J’ai
été invité à intervenir sur ce sujet le 27 juin dernier, lors
d’un colloque qui a eu lieu à l’E.N. de Bordeaux – et ce, à
l’initiative de l’universitaire ( et scientifique ) Estelle
Blanquet.
Etaient
également conviés de nombreux spécialistes, tant de la préhistoire
que de la SF.
Au
cours de mon intervention, j’ai tenté de
répondre à trois questions :
1/
Pourquoi la SF a-t-elle intégré le thème de la Préhistoire ?
2/
Comment la littérature de SF a-t-elle utilisé ce thème ?
3/
Quels objectifs, quelles métaphores se cachent dans ce genre de
récits ?
On
trouvera ici l’intégralité de ma réponse à
la deuxième question.
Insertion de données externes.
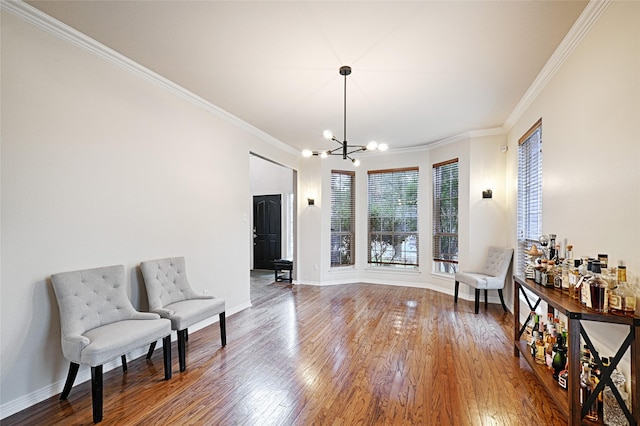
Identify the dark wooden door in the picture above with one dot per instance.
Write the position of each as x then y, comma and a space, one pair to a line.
267, 232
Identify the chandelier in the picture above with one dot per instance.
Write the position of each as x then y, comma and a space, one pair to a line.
345, 149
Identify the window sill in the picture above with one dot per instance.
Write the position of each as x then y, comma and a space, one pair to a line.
443, 275
392, 270
342, 269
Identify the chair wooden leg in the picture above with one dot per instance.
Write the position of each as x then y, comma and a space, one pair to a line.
477, 300
223, 329
96, 393
502, 299
181, 349
152, 347
166, 350
71, 377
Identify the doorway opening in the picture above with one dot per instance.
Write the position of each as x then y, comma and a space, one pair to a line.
273, 222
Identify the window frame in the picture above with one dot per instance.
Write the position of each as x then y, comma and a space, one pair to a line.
384, 230
529, 192
342, 232
445, 263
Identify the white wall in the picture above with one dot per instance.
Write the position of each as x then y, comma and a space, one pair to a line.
590, 115
101, 167
481, 222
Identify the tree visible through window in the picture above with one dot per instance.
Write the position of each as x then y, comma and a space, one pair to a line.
393, 217
342, 217
529, 191
445, 216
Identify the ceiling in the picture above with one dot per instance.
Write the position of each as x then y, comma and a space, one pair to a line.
423, 71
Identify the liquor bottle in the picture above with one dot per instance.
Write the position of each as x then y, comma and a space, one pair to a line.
585, 293
540, 352
629, 301
574, 277
550, 341
616, 296
559, 357
598, 288
586, 389
534, 327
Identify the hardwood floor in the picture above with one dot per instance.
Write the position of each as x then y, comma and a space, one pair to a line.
339, 355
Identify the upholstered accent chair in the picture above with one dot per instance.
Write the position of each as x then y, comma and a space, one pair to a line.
492, 275
99, 324
171, 296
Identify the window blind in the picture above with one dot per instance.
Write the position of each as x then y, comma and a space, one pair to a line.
343, 201
445, 216
393, 217
529, 192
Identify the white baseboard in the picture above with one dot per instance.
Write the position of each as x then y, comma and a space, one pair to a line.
84, 373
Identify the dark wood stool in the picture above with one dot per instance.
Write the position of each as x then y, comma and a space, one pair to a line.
280, 266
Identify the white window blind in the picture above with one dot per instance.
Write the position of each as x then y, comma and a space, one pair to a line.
393, 217
529, 192
343, 198
445, 216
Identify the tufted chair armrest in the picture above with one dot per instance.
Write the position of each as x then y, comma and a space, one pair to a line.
164, 312
145, 315
72, 346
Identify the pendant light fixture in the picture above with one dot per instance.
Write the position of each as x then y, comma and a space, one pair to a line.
345, 149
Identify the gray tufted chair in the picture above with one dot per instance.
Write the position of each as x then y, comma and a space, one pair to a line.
492, 276
100, 324
171, 296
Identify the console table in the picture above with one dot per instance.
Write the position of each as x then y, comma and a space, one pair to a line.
569, 402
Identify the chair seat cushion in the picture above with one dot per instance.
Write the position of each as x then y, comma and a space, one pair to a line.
188, 312
480, 281
110, 341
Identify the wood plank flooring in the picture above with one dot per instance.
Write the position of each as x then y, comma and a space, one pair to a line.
338, 355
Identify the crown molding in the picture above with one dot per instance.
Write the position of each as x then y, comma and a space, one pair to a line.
51, 25
588, 17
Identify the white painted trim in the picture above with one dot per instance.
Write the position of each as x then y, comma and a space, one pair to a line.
84, 373
45, 22
588, 17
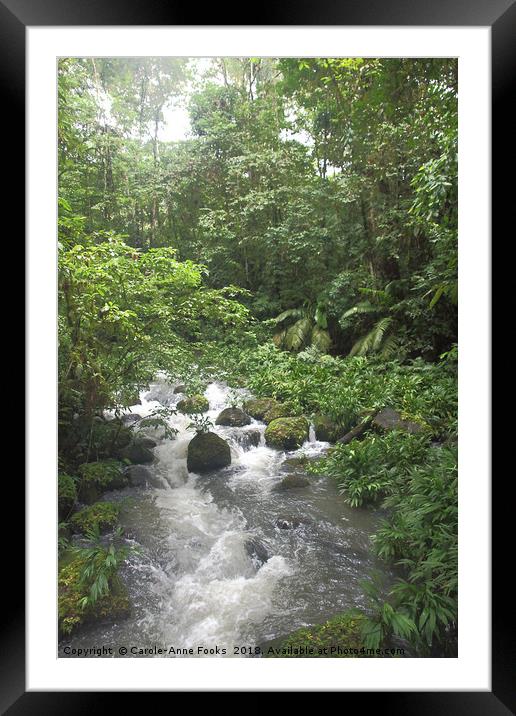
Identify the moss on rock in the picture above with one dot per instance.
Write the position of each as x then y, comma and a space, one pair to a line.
207, 451
280, 410
234, 417
137, 452
287, 433
327, 429
99, 477
339, 637
66, 495
193, 404
71, 615
101, 515
257, 407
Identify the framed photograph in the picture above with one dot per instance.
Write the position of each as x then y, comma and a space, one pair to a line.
258, 271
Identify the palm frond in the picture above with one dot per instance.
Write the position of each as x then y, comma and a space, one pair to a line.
297, 334
371, 342
362, 307
321, 339
289, 313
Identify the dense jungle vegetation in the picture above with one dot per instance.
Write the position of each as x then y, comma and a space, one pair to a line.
301, 241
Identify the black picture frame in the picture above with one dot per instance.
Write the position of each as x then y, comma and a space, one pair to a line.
500, 15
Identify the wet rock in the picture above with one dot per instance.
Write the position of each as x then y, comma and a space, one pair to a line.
137, 452
326, 429
256, 550
207, 451
98, 477
295, 464
389, 419
193, 405
280, 410
356, 432
138, 474
234, 417
252, 437
257, 407
102, 516
71, 590
287, 433
291, 482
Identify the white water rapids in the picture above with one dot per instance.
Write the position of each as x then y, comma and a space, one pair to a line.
193, 583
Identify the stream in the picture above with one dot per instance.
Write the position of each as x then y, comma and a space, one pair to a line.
196, 580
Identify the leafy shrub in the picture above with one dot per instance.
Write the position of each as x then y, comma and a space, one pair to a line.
368, 470
66, 494
101, 516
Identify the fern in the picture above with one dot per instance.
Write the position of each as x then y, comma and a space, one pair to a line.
372, 341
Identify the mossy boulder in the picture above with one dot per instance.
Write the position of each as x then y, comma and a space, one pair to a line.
339, 638
71, 615
291, 482
207, 451
299, 462
102, 516
287, 433
280, 410
99, 477
193, 404
109, 436
66, 495
234, 417
326, 429
137, 452
257, 407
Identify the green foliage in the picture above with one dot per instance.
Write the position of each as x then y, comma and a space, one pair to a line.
66, 494
368, 470
158, 419
99, 564
95, 478
347, 389
421, 536
308, 329
193, 404
200, 423
287, 433
316, 198
101, 517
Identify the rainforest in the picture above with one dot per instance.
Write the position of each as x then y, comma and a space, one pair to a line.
258, 356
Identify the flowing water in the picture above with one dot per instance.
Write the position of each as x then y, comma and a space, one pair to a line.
199, 578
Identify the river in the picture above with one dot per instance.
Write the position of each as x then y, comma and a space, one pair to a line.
192, 582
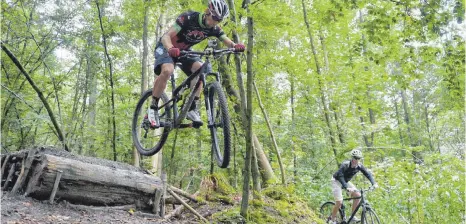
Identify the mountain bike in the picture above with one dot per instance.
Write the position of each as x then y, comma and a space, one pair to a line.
368, 215
173, 111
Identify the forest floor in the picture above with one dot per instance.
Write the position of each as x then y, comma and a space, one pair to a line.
20, 209
220, 204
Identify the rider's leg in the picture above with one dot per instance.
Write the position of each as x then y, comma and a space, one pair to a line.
163, 67
189, 66
337, 194
335, 209
160, 82
355, 201
354, 194
196, 66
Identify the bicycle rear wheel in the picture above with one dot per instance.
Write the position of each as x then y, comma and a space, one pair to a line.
148, 141
369, 217
220, 129
326, 212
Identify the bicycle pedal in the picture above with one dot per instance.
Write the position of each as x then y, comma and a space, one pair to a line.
196, 125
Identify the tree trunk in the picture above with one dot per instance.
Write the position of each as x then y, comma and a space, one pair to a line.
144, 78
321, 88
272, 136
157, 159
39, 93
110, 64
248, 115
264, 165
255, 175
293, 126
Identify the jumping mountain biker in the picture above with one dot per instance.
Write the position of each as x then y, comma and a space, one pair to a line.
341, 179
189, 29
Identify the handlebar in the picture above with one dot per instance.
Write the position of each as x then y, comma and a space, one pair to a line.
209, 52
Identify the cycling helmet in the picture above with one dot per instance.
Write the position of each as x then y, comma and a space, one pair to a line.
356, 153
218, 8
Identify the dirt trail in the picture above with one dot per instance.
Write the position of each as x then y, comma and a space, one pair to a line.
19, 209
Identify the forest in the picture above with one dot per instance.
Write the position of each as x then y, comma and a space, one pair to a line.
317, 79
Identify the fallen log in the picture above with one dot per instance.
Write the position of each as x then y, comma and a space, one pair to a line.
81, 182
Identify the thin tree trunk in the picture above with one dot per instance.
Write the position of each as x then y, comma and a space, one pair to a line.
321, 88
333, 106
429, 133
248, 115
397, 113
144, 78
272, 136
104, 38
91, 88
264, 165
293, 126
255, 175
157, 159
39, 93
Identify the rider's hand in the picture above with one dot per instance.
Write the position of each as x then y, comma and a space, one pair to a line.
174, 52
239, 47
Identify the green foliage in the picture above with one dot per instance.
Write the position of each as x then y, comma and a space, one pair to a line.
369, 52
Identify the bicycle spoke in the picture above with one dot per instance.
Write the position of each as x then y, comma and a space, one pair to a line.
149, 140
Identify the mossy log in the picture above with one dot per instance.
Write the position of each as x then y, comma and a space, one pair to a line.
81, 182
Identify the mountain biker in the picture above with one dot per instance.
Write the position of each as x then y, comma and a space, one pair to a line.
189, 29
341, 179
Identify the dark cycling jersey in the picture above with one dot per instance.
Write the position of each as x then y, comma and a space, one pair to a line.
191, 30
346, 172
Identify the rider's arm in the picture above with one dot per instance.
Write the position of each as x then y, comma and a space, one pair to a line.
367, 174
166, 38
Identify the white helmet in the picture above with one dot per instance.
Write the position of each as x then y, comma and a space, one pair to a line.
356, 153
218, 8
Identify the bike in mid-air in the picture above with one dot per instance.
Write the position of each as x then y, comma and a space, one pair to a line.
172, 111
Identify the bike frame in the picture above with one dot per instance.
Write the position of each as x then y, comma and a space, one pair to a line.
362, 203
204, 71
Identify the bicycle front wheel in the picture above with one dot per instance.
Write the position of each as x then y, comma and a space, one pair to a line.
369, 217
220, 128
326, 212
147, 140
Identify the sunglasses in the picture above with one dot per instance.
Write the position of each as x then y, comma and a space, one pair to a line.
214, 17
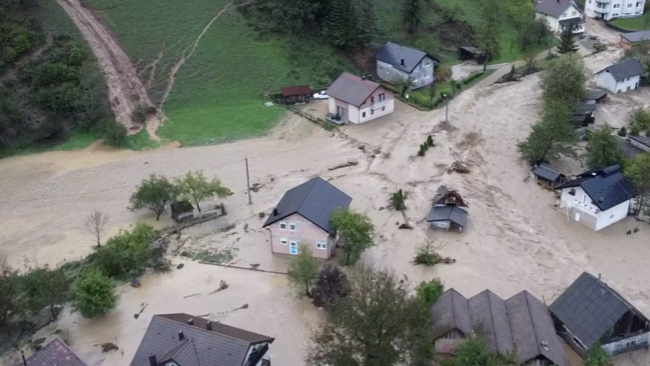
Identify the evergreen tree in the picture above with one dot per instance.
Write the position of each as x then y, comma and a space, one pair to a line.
411, 15
341, 24
567, 43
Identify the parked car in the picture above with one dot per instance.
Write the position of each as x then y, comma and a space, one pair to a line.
321, 95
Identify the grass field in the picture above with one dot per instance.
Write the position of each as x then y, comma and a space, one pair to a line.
633, 24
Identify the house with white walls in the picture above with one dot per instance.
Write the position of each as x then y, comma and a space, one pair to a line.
621, 77
353, 99
610, 9
560, 14
598, 198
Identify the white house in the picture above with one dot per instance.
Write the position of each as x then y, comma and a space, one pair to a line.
357, 100
395, 61
598, 198
621, 77
608, 9
560, 14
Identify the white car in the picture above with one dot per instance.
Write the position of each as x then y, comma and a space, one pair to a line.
321, 95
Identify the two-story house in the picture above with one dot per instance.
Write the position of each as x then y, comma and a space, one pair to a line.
621, 77
590, 313
187, 340
598, 198
560, 14
358, 100
397, 62
609, 9
303, 217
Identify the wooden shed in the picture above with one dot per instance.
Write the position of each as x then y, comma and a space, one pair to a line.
296, 94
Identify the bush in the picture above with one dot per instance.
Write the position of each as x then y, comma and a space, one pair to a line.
128, 254
94, 295
114, 134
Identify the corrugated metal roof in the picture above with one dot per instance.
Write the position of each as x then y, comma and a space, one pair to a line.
589, 308
316, 200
La réponse à la
première question, livrée la semaine dernière, figure sur mon
site.
La
suite ( et la fin ) … la semaine prochaine !
2/
Comment la littérature de SF a-t-elle utilisé ce thème ?
S’il
fallait établir un classement, on pourrait distinguer deux modes
d’utilisation : pédagogique et ludique – avec, cela va de
soi, un grand nombre de mariages et de variations.
Le
mode pédagogique, le plus fidèle possible à la réalité, utilise
parfois certaines stratégies pour intégrer la préhistoire au
récit.
Le
mode ludique, lui, s’écarte souvent de la vraisemblance et intègre
parfois le thème du paradoxe temporel.
Le
mode pédagogique :
On
y trouvera :
A/
Le « récit préhistorique »
proprement dit.
Son
classement dans la littérature de SF est… sujet à caution.
Le
récit fondateur, La guerre du feu,
se contente d’être une « fiction aux temps préhistoriques »,
au fond sur le même mode qu’un roman historique. Avec une
différence de taille : dans le roman historique, l’auteur est
contraint de ne rien modifier à ce que les historiens connaissent de
notre passé ( même si Alexandre Dumas affirmait qu’on
pouvait parfois « violer l’Histoire à
condition de lui faire de beaux enfants »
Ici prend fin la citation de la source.